Wednesday, August 11, 2010

Famous People & the Supernatural Part VI: Crookes, Barrett

William Crookes & William Fletcher Barrett
by Robin Strom Mackey


William Crookes’ was an inventor of scientific equipment and a chemist. His scientific pursuits included the discovery of the element thallium and the invention the Crooke’s tube, a glass vacuum tube with two electrodes at either end, with which he was able produce and study the fluorescent rays of light energy not otherwise visible to the human eye. A decade later, physicist J.J. Thomson would name those streams of charged particles electrons. Crookes’ interest in the supernatural was centered around the work of the famous medium D.D. Home. According to an 1874 paper, by Crookes, he studied Home not as a performer, but because he felt that there was an actual “occult force” that Home was able to harness, that could be studied and measured. For his paper on Home, he was publicly chastised by John Tyndall the newly elected president of the British Association for the Advancement of Science. Despite this, Crookes persisted in his research, searching for a physical theory to explain what he had observed, until eventually he grew weary of the criticism of his peers and abandoned his research for the safer regions of mainstream science.

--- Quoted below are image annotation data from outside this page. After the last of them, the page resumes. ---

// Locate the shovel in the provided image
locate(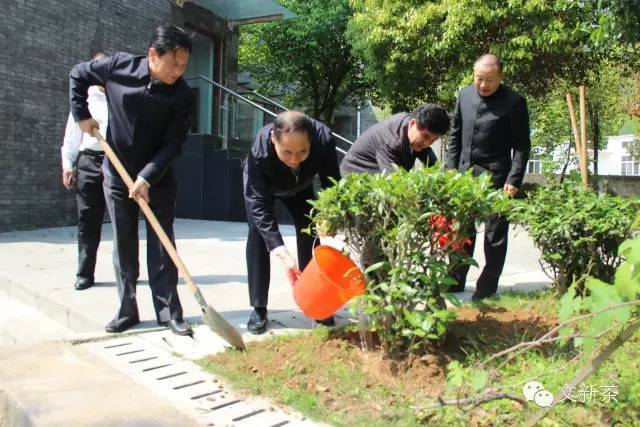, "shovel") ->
[93,128,245,350]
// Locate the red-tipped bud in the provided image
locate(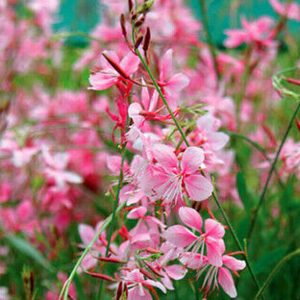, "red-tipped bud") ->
[120,14,127,38]
[85,271,116,282]
[134,16,145,27]
[296,119,300,131]
[134,35,144,49]
[128,0,133,12]
[145,247,160,254]
[102,52,129,79]
[285,78,300,85]
[143,27,151,52]
[116,282,123,300]
[140,268,156,280]
[97,257,126,264]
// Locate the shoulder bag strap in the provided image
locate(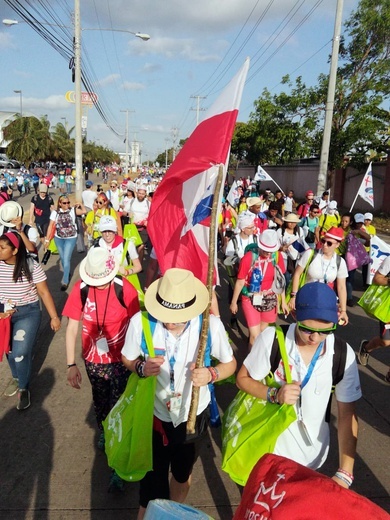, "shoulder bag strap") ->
[141,312,155,357]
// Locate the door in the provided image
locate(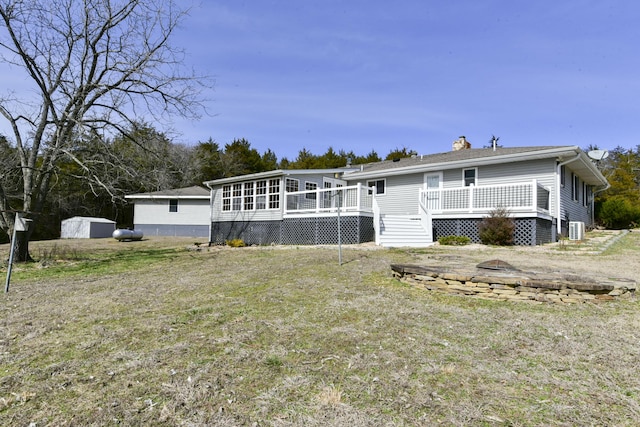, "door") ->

William Fletcher Barrett was the first physicist to become interested in the spiritual realm. Barrett had worked under John Tyndall, the outspoken opponent of Crookes, for four years before taking a professorship himself, at the Dublin Royal College of Science. Barrett was professedly uninterested in the spiritual realm. However, while on holiday Barrett and his friends dabbled in the newly emerging field of hypnotism, occasionally conducting experiments among the local villagers. Barrett noticed that when one of the young village girls was hypnotized she had an uncanny ability to read other people’s thoughts. Intrigued in his further observations, Barrett returned to his university, conducted a few more experiments and eventually published a paper of his findings, blandly entitled, “On Some Phenomena Associated with Abnormal conditions of Mind. In the paper, Barrett tentatively postulated that in an unconscious state, a mind may be capable of tapping into the thoughts and feelings of another person. He suggested that this occurred in a “’community of sensation (Blum, 2006).’” He further urged that further investigation might indeed be warranted. He submitted his paper for presentation to the 1876 meeting of the British Association of Science, who after initial rejection, eventually accepted the paper and allowed him to present.

Barrett also did a study on divining rods. While he could not define what made the rods work, he admitted that there appeared to be something to the use of the tools.

Resources

Blum, D. (2006). Ghost Hunters; William James and the Search for Scientific Proof of Life After Death. Penguin Books, New York, NY.